Más allá de su excelente facturación estética, ¿qué es lo que nos atrapa de series como Peaky Blinders, protagonizada por una familia de gangsters de los bajos fondos de Birmingham donde, en los años posteriores a la Primera Guerra Mundial, las mafias y el IRA campan a sus anchas mientras los movimientos revolucionarios de izquierdas agitan, tras el éxito en Rusia, el ambiente en las insalubres fábricas? No hay duda, lo mismo que nos atrapó de Los Soprano, The Wire o Breaking Bad: la habilidad de sus creadores para desdibujar las fronteras del bien y el mal.
En esta serie británica emitida originalmente por la BBC Two, el entonces ministro Winston Churchill encarga al inspector jefe de la Policía, el despiadado y puritano Chester Campbell (este sí, un personaje ficticio), la misión de recuperar unas armas que han sido robadas. En su cruzada contra esos malhechores que son los Peaky Blinders, el polizontese expresa de esta manera cuando le informan de que el líder de esta mafia, el temible Thomas Shelby, va a contratar a una secretaria personal: «The pretensions of these hoodlums are quite breathtaking», que en los subtítulos en español de Netflix queda traducido como: «Las pretensiones de estos rufianes son bastante escandalosas». Pero bien sabe el espectador que el inspector jefe también tiene pretensiones, y que por lo general están a cientos de miles de kilómetros de lo que podría considerarse justo. En cualquier caso, ¿quién no tiene ambiciones? Otra cosa –quizá la más importante– es lo que cada uno hace para alcanzarlas.

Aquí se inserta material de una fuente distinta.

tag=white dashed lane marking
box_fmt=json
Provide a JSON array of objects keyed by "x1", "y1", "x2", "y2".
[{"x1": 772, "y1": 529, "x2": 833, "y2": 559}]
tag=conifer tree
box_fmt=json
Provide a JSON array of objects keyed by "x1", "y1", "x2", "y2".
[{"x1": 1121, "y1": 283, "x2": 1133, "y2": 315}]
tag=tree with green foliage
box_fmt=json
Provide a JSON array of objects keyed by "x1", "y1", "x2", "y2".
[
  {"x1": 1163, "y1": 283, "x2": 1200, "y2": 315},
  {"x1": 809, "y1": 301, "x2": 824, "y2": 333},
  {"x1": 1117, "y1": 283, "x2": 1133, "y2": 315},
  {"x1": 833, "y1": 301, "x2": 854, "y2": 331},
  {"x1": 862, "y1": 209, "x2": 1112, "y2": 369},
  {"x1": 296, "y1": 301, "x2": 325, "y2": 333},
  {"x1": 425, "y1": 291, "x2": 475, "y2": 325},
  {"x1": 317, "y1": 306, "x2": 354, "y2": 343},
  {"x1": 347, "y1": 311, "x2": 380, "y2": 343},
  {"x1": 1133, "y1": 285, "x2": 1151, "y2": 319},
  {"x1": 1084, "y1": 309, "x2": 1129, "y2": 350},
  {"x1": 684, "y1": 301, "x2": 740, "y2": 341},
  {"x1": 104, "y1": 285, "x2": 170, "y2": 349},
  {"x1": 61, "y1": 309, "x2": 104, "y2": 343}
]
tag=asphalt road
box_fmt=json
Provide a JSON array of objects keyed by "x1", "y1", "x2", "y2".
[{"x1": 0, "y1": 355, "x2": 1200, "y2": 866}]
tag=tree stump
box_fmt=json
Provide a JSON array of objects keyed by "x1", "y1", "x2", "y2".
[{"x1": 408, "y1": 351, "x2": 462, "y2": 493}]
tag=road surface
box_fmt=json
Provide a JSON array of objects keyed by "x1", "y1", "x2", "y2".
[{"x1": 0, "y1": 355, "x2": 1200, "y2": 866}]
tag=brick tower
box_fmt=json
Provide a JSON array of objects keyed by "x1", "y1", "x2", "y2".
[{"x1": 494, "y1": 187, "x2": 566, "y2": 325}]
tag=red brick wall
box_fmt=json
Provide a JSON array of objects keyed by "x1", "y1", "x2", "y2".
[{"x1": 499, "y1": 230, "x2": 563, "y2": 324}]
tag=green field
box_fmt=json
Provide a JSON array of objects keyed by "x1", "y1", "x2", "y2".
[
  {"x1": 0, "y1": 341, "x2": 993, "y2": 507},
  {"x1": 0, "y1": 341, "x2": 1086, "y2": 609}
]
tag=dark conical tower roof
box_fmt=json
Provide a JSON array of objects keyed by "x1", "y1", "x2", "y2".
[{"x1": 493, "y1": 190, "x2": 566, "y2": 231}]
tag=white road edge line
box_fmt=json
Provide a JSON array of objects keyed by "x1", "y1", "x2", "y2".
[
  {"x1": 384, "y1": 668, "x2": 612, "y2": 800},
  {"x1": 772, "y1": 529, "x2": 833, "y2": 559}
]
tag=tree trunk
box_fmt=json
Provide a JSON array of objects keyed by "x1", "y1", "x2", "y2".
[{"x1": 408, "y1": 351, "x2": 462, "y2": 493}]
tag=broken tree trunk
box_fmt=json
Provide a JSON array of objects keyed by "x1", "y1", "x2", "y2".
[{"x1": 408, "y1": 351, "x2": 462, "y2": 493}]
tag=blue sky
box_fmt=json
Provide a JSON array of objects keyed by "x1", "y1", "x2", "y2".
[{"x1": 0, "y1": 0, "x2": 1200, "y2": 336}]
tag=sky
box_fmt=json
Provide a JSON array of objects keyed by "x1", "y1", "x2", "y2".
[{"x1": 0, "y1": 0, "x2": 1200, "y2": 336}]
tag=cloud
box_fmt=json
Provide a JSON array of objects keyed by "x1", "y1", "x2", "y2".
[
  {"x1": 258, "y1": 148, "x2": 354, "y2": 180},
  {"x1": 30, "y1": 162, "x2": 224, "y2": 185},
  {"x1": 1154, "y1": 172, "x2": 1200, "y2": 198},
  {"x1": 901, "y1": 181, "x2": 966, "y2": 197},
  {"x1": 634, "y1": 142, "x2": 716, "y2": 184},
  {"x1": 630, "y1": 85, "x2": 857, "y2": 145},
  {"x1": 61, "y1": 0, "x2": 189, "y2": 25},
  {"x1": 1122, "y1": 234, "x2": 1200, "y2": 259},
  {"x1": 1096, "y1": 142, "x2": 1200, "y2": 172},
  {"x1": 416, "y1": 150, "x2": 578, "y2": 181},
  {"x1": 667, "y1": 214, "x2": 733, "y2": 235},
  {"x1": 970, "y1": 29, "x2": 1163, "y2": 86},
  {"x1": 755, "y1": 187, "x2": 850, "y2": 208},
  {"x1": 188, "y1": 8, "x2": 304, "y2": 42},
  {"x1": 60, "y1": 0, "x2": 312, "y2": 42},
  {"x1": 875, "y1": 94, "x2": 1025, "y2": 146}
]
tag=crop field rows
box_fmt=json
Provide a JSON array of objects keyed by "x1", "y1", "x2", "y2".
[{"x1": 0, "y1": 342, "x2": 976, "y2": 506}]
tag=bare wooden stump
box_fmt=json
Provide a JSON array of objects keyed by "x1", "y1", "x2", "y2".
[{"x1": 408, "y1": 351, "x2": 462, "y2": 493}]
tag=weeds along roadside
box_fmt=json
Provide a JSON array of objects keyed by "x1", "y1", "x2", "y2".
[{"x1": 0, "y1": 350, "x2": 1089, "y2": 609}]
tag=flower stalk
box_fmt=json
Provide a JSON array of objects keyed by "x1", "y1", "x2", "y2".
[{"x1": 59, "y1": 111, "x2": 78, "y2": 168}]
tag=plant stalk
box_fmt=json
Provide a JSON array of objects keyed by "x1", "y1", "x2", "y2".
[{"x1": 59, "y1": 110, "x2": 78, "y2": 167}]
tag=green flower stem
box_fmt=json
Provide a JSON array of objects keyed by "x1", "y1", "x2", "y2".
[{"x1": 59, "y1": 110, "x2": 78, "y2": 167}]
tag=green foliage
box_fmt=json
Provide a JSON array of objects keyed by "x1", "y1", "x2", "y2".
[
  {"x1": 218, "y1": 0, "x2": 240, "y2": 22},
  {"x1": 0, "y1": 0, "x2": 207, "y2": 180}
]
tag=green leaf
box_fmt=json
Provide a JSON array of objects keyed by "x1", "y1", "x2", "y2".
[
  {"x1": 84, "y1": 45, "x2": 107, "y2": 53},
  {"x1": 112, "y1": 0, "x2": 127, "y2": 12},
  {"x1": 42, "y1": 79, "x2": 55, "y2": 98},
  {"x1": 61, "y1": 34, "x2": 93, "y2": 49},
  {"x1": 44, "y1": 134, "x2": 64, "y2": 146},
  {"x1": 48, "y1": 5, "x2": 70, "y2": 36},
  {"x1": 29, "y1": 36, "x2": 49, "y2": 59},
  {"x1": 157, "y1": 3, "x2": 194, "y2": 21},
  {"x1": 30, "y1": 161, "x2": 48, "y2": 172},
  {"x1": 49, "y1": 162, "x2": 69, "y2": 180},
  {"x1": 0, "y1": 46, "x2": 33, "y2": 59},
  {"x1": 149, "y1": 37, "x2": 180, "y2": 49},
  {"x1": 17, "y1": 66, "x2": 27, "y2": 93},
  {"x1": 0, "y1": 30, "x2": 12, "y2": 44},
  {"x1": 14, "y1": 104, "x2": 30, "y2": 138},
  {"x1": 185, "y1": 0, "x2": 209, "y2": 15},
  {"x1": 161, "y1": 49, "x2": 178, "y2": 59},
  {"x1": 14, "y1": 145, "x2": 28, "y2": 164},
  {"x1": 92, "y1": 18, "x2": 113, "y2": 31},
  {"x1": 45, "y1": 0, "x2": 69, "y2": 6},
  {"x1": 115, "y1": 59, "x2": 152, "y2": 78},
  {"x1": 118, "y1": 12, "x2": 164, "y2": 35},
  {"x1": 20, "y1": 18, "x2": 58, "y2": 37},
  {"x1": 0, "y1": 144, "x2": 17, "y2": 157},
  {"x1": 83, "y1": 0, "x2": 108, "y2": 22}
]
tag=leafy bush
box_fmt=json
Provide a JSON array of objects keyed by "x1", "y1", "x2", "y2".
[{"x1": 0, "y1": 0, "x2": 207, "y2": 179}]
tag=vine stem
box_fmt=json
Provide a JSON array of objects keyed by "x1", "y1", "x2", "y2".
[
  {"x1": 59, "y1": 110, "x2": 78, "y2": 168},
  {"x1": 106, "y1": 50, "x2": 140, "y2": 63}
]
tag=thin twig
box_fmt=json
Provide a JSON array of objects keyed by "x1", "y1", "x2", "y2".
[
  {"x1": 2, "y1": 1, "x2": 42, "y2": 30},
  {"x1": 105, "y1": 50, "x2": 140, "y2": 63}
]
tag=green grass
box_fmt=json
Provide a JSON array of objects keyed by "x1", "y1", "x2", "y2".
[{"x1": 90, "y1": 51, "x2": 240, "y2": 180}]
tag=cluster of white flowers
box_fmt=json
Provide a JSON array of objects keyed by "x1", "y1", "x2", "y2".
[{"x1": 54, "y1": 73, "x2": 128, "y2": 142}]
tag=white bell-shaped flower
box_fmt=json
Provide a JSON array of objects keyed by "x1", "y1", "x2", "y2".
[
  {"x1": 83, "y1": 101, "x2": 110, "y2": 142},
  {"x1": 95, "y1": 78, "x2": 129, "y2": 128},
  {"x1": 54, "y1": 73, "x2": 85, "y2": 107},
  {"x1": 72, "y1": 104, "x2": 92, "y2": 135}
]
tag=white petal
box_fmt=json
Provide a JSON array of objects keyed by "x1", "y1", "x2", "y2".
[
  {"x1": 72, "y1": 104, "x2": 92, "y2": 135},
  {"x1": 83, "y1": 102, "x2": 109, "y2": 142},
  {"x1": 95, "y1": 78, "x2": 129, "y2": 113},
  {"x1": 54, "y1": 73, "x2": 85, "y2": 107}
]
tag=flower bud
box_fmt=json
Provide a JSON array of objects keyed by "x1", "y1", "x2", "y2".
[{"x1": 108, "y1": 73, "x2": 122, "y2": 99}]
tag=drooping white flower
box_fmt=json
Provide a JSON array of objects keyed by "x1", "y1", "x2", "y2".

«En los últimos 200 años hemos mejorado, y mucho, en aspectos como la pobreza extrema, la alfabetización o la mortalidad infantil»
Saltamos así, acaso con paracaídas, sobre la idea del progreso, una de las más manoseadas, prostituidas y cuestionadas de la historia moderna, y que hemos llevado a la portada de este número 36 de Ethic. El progreso no es solo un gran mito ilustrado ni un lugar común donde descansan el capitalismo dominante y la ciencia moderna. El optimismo no goza de gran prestigio intelectual, pero los gráficos que publicó el economista y profesor de la Universidad de Oxford Max Roser se hicieron virales y demuestran cómo en los últimos 200 años hemos mejorado, y mucho, en seis asuntos muy conectados con los Objetivos del Desarrollo Sostenible: pobreza extrema, educación básica, alfabetización, personas que viven en democracia, vacunas y mortalidad infantil. Detengámonos al menos en dos de las tablas que Roser elaboró: 1) Desde el año 1990, cada día se reduce en 130.000 el número de personas que sufren pobreza extrema. 2) En el año 1820, solo una de cada 10 personas mayores de 15 años sabía leer y escribir. En 1930, era una de cada tres. Y, hoy, el porcentaje llega al 85% en todo el mundo.
Le daremos siempre la razón a quien responda que esas cifras no son motivo para la autocomplacencia. Por eso fundamos Ethic hace siete años. En Bangladesh se caen los edificios donde miles de trabajadores en régimen de esclavitud confeccionan la ropa que mañana vamos a comprar en un centro comercial. Catorce millones de niñas son obligadas a casarse con adultos cada año y 3,5 millones son víctimas de la mutilación genital. Nuestra actividad industrial ha provocado el calentamiento global y más de 20 millones de personas son hoy refugiados climáticos. Cada segundo, arrojamos 200 kilos de plásticos al mar.
Con la llegada el verano, me detengo en una imagen, que siempre he asumido como un fracaso ético y estético de esa idea del progreso que quizá se volvió peligrosa cuando algunos la elevaron a un altar: el litoral español –parte esencial de nuestro patrimonio natural– destruido por el ladrillo y la especulación bajo la tramposa coartada de la democratización. Algunas facturas de toda esta destrucción creadora aún no sabemos cómo las vamos a pagar.